By Luka Binniyat, Kaduna
The late vocal politician, Alhaji Umaru Dikko, was the great grandson of Sultan Aliyu Babba, the consolidator of the Caliphate who summoned the first conference for four empires. They are that of Ghana, Songhai and Fulani, his family claimed.
”Alhaji Umaru Dikko, therefore, is the sixth direct descendant of the Islamic scholar and reformer, Shehu Usman Danfodio, the founder of the Usumaniya Dynasty, or the Sokoto Caliphate”, the bio data of Dikko, released by his family, said.
He was, therefore, honoured with revered Zazzau title of Turaki Babba, in accordance with his feudal, Islamic aristocratic root.

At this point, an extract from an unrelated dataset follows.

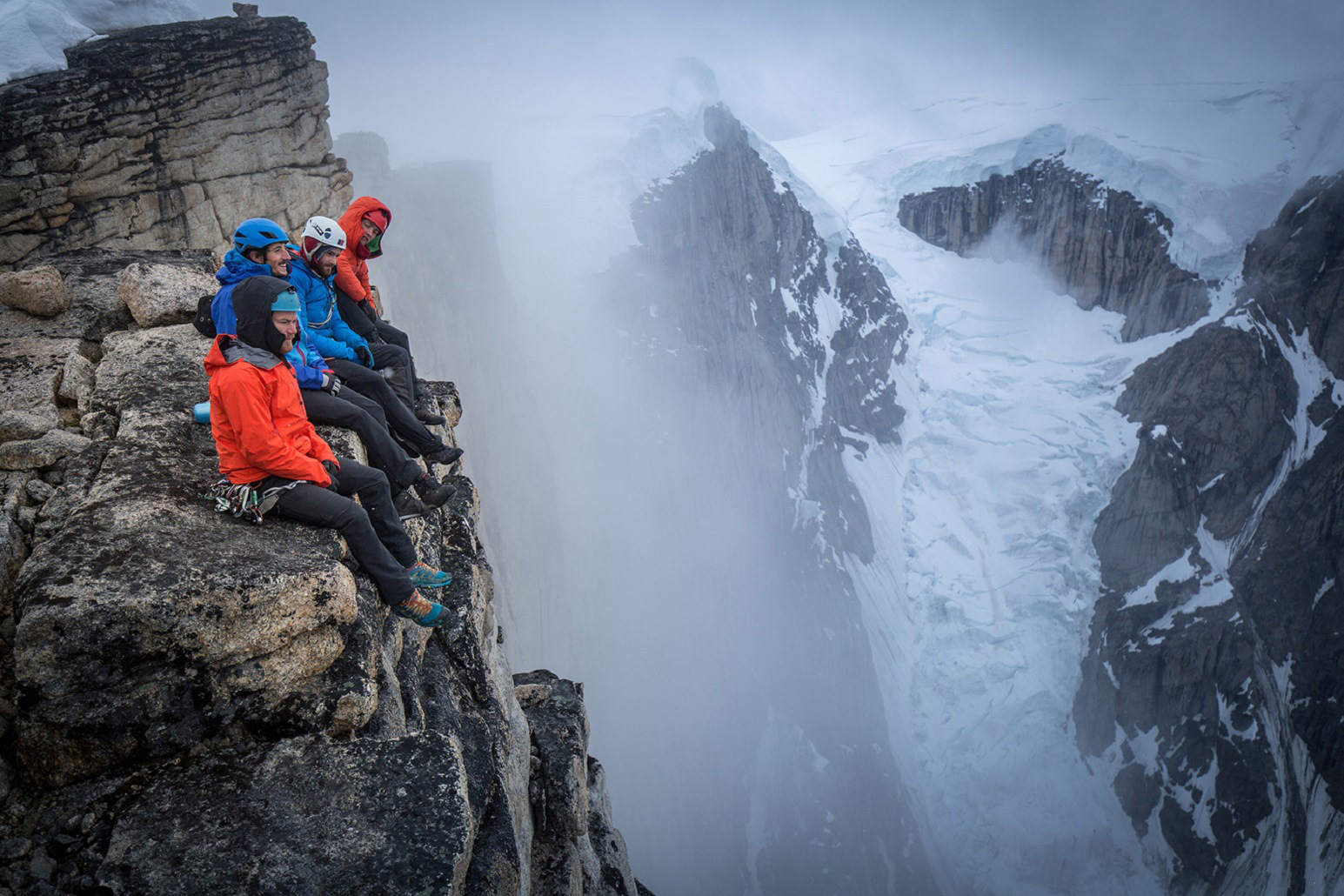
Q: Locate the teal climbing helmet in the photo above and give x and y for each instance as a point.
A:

But Dikko could have been a celebrated academic had he taken that path going by his precocious nature as a school pupil.
One year after enrolling into Kaduna Elementary School in 1946, little Dikko was promoted doubly to spend only two years instead of the usual four.
He arrived Zaria Middle School in 1948, to complete another three years of schooling to qualify him for secondary school entrance.
But he was so outstanding that after spending only 11 months, he sat for the entrance examination and passed. He enrolled into Barewa College, one of the premier post-primary schools of the North at that time. After six years in Barewa College, Dikko came out with Grade 1 in his Cambridge School Certificate Examination. An all round science student, he entered the Nigerian College of Arts, Science and Technology. Zaria, with the aim of becoming an engineer but abruptly changed his mind and became a broadcaster with the BBC.
Again he sat for arts subjects, alien from his science background and passed his GCE Advanced Level, with distinctions in two subjects while working with the BBC
In apparent conflict with himself, he dumped broadcasting after five years and enrolled to read mathematics at the Birkbeck College University of London in 1962, graduating in 1965 as the best graduating student of his faculty.
Upon his return to Nigeria that year, he was appointed into a senior cadre position in the Northern Nigeria government. When the military terminated the first civilian governments of Nigeria in 1966, Dikko was appointed the Commissioner of Finance, Economic Planning, Trade and Industry, North Central State, now Kaduna and Katsina States.
That marked Dikko’s steady rise in the public sector, holding plum positions, until 1977, when he was elected into the National Constituent Assembly to represent Kaduna and Birnin Gwari.